5時から幽々子が食事を終えるまで、ずっと料理を続けるのだ。
現在は味噌汁をよそいながら鮭を焼いている火の火加減を見て、それと同時に半霊の方が刺し身に使う大根と魚を切っている途中である。
半人半霊の妖夢は、半人の方と半霊の方で別々の動きができるので、同時に違う作業を行うことも容易いことである。
新しくできた料理を幽々子の元へ運び、食べ終わった皿を回収しまた厨房へ足を向ける。すると、突然幽々子に話し掛けられた。
「妖夢~、話があるの。あなたの夕飯が終わったら、私の部屋に来て。」
幽々子から呼び出されることはしょっちゅうあるが、大抵は肩を揉んでほしいやらおつかいに行ってほしいやら、日常的な呼び出しだった。
しかし、今回は少し違う。
口調こそいつものものであったが、それは幽々子の真剣な目から伺うことができた。
「承知致しました、幽々子様。」
どんな話をされるんだろう、と考えながら、妖夢はまた厨房へと足を進めた。
「幽々子様、只今参りました。」
「はーい、入っていいわよ。」
「失礼します。」
妖夢は襖を開けて幽々子の部屋に入った。
幽々子の部屋は至って普通の和室だ。何か特徴があるとすれば、この部屋の周りには沢山の桜が植えてあるため、障子を開ければ桜の木が目一杯に飛び込んでくることだ。
そして肝心の幽々子はというと、座布団に正座し和机で頬杖をつきながらこちらを見ていた。口は笑ってはいたが、目はやはり真剣な表情だった。
妖夢は幽々子と向かい合う形で座布団に正座した。
「それで、話とは何なのでしょうか。」
少しの間沈黙が流れる。
この空間の空気が緊張で張り詰め、妖夢はごくりと唾を飲み込んだ。
「妖夢………良いニュースと悪いニュース、どちらから聞きたい?」
ニコリと笑って幽々子が訪ねた。
「…いや、いま明らかに重要な話をするムードでしたよね?もう…」
また彼女のペースに乗せられてしまった、と妖夢はため息をついた。
昔からいつもこうだった。妖夢は、普段からずっと幽々子と話をするときは必ず彼女の真意の読めない言動に翻弄されてしまうのだ。

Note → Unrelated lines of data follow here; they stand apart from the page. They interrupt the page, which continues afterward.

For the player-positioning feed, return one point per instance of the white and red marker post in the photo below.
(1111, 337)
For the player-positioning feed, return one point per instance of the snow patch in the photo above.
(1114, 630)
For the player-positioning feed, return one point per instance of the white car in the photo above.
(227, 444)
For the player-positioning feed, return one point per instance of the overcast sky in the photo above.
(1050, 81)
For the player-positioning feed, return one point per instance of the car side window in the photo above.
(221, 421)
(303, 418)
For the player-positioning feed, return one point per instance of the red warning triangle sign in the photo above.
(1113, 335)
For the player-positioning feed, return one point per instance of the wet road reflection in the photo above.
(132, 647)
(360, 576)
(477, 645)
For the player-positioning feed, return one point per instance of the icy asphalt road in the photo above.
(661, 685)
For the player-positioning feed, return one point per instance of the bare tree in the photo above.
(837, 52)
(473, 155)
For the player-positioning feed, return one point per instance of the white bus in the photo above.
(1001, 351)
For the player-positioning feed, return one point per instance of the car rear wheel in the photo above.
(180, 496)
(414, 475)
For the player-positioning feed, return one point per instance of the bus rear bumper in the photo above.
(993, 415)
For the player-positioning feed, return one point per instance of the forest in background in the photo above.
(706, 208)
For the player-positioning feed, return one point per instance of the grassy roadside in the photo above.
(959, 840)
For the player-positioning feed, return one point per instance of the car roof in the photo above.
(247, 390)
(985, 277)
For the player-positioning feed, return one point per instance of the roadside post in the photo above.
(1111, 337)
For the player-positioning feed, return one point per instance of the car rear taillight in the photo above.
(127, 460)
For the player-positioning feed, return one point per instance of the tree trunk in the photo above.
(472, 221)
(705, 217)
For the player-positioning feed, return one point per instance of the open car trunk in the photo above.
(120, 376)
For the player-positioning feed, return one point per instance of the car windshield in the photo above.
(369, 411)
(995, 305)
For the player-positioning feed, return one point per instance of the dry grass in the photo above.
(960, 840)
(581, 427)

「大事な話があるんですよね?ちゃんと真面目に話してくださいよ…」
「まあまあそう言わずに。それで、良いニュースと悪いニュース、どちらから聞きたいのかしら?」
「……じゃあ悪いニュースからお願いします…。」
妖夢はご飯は嫌いなものから食べていくタイプなのね、とわけのわからないことを言ってから、幽々子は次の言葉を言うための息を吸った。亡霊の幽々子には息を吸う必要などあるのだろうかと妖夢は少し考えたが、考えるだけ無駄だと判断した。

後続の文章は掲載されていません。